Current malaria control efforts rely significantly on artemisinin combinational therapies which have played massive roles in alleviating the global burden of the disease. Emergence of resistance to artemisinins is therefore, not just alarming but requires immediate intervention points such as development of new antimalarial drugs or improvement of the current drugs through adjuvant or combination therapies. Artemisinin resistance is primarily conferred by Kelch13 propeller mutations which are phenotypically characterised by generalised growth quiescence, altered haemoglobin trafficking and downstream enhanced activity of the parasite stress pathways through the ubiquitin proteasome system (UPS). Previous work on artemisinin resistance selection in a rodent model of malaria, which we and others have recently validated using reverse genetics, has also shown that mutations in deubiquitinating enzymes, DUBs (upstream UPS component) modulates susceptibility of malaria parasites to both artemisinin and chloroquine. The UPS or upstream protein trafficking pathways have, therefore, been proposed to be not just potential drug targets, but also possible intervention points to overcome artemisinin resistance.
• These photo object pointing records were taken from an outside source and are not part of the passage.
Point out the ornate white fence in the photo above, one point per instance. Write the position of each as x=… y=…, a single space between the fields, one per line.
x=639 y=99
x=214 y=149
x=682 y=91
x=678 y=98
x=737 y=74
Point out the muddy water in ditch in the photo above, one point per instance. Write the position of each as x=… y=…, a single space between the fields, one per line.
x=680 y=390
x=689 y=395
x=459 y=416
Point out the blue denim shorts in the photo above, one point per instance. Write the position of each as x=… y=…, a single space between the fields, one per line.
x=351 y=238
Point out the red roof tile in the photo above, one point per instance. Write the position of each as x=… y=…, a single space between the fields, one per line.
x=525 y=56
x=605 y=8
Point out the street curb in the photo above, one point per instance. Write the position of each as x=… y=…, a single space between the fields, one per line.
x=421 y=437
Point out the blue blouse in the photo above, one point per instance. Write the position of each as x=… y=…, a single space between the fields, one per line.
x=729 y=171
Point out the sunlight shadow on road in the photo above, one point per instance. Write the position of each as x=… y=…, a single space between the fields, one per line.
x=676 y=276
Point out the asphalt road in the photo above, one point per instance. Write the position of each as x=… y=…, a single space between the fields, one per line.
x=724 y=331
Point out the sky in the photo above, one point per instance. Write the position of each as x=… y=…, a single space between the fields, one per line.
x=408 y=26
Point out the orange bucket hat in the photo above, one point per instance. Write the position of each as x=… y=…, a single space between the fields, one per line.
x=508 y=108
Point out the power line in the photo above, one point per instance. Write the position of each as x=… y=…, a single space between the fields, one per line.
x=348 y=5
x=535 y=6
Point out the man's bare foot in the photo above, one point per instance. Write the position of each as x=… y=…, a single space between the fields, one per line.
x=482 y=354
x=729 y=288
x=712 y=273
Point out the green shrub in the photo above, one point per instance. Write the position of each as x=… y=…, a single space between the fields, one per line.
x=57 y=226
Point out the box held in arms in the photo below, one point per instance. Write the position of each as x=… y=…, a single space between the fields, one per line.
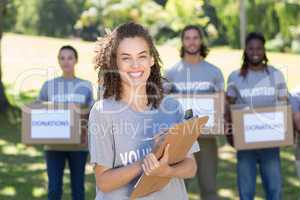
x=211 y=105
x=262 y=127
x=52 y=123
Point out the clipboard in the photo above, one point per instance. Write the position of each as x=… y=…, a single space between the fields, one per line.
x=181 y=137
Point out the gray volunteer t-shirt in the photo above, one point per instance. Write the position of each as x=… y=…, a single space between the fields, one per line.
x=202 y=77
x=258 y=88
x=119 y=136
x=61 y=90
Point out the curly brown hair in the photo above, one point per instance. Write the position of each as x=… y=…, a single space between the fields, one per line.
x=106 y=63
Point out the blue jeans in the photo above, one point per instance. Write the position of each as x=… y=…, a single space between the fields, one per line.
x=55 y=161
x=269 y=167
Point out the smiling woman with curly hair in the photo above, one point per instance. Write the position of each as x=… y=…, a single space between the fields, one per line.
x=131 y=111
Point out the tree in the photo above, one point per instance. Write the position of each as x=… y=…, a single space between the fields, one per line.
x=4 y=104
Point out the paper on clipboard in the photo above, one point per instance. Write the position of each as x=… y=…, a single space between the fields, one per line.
x=181 y=137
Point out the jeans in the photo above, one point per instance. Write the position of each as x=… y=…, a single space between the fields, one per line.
x=55 y=161
x=269 y=167
x=207 y=162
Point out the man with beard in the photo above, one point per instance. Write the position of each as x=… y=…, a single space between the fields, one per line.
x=194 y=75
x=257 y=84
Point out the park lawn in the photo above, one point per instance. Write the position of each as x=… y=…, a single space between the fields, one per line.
x=23 y=171
x=22 y=168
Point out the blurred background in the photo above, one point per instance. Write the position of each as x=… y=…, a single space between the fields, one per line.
x=33 y=31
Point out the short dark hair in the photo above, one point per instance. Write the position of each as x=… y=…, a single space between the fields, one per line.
x=71 y=48
x=252 y=36
x=203 y=48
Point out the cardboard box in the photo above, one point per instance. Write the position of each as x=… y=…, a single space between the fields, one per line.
x=181 y=137
x=49 y=123
x=262 y=127
x=211 y=105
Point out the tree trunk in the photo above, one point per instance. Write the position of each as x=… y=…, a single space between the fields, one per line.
x=243 y=23
x=4 y=104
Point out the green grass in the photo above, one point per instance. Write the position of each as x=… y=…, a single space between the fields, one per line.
x=23 y=171
x=22 y=168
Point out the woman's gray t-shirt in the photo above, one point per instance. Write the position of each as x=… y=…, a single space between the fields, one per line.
x=119 y=136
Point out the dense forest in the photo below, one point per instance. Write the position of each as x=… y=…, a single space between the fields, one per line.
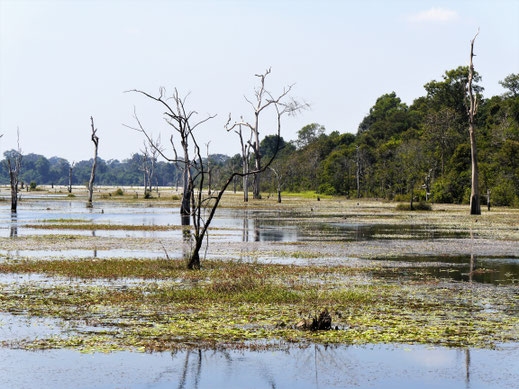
x=423 y=148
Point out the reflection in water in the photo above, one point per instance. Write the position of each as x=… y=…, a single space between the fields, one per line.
x=318 y=366
x=13 y=230
x=467 y=368
x=186 y=236
x=245 y=233
x=196 y=379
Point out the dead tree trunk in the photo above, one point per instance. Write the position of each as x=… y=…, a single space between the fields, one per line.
x=95 y=140
x=70 y=177
x=209 y=171
x=358 y=172
x=263 y=99
x=475 y=207
x=245 y=157
x=278 y=182
x=14 y=164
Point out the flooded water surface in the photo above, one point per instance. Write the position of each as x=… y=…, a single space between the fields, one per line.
x=285 y=235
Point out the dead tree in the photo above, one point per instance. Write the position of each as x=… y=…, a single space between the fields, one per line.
x=245 y=156
x=146 y=167
x=200 y=206
x=263 y=100
x=178 y=118
x=95 y=140
x=70 y=177
x=209 y=171
x=14 y=164
x=279 y=177
x=475 y=207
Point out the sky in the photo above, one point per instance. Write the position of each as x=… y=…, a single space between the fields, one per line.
x=64 y=61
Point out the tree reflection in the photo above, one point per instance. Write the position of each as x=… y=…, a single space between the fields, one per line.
x=245 y=234
x=186 y=236
x=13 y=230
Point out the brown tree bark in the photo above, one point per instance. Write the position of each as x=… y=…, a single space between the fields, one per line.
x=95 y=140
x=475 y=207
x=14 y=164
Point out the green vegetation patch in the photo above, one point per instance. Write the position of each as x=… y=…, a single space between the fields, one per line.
x=238 y=303
x=85 y=226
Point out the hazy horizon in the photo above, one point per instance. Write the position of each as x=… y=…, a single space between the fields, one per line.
x=61 y=62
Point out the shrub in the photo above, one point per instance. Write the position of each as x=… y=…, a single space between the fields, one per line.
x=503 y=193
x=420 y=206
x=326 y=189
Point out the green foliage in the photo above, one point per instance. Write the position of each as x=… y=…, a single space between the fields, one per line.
x=326 y=188
x=503 y=193
x=420 y=206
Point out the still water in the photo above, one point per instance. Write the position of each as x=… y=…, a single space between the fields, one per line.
x=313 y=367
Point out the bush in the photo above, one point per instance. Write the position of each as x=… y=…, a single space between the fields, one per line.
x=326 y=189
x=403 y=197
x=420 y=206
x=503 y=194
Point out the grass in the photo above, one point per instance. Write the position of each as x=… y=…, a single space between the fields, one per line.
x=85 y=226
x=420 y=206
x=136 y=304
x=233 y=302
Here we report the activity of small molecule inhibitors targeting mammalian DUBs in malaria parasites. We show that generic DUB inhibitors can block intraerythrocytic development of malaria parasites in vitro and possess antiparasitic activity in vivo and can be used in combination with additive effect. We also show that inhibition of these upstream components of the UPS can potentiate the activity of artemisinin in vitro as well as in vivo to the extent that ART resistance can be overcome. Combinations of DUB inhibitors anticipated to target different DUB activities and downstream 20s proteasome inhibitors are even more effective at improving the potency of artemisinins than either inhibitors alone providing proof that targeting multiple UPS activities simultaneously could be an attractive approach to overcoming artemisinin resistance. These data further validate the parasite UPS as a target to both enhance artemisinin action and potentially overcome resistance. Lastly, we confirm that DUB inhibitors can be developed into in vivo antimalarial drugs with promise for activity against all of human malaria and could thus further exploit their current pursuit as anticancer agents in rapid drug repurposing programs.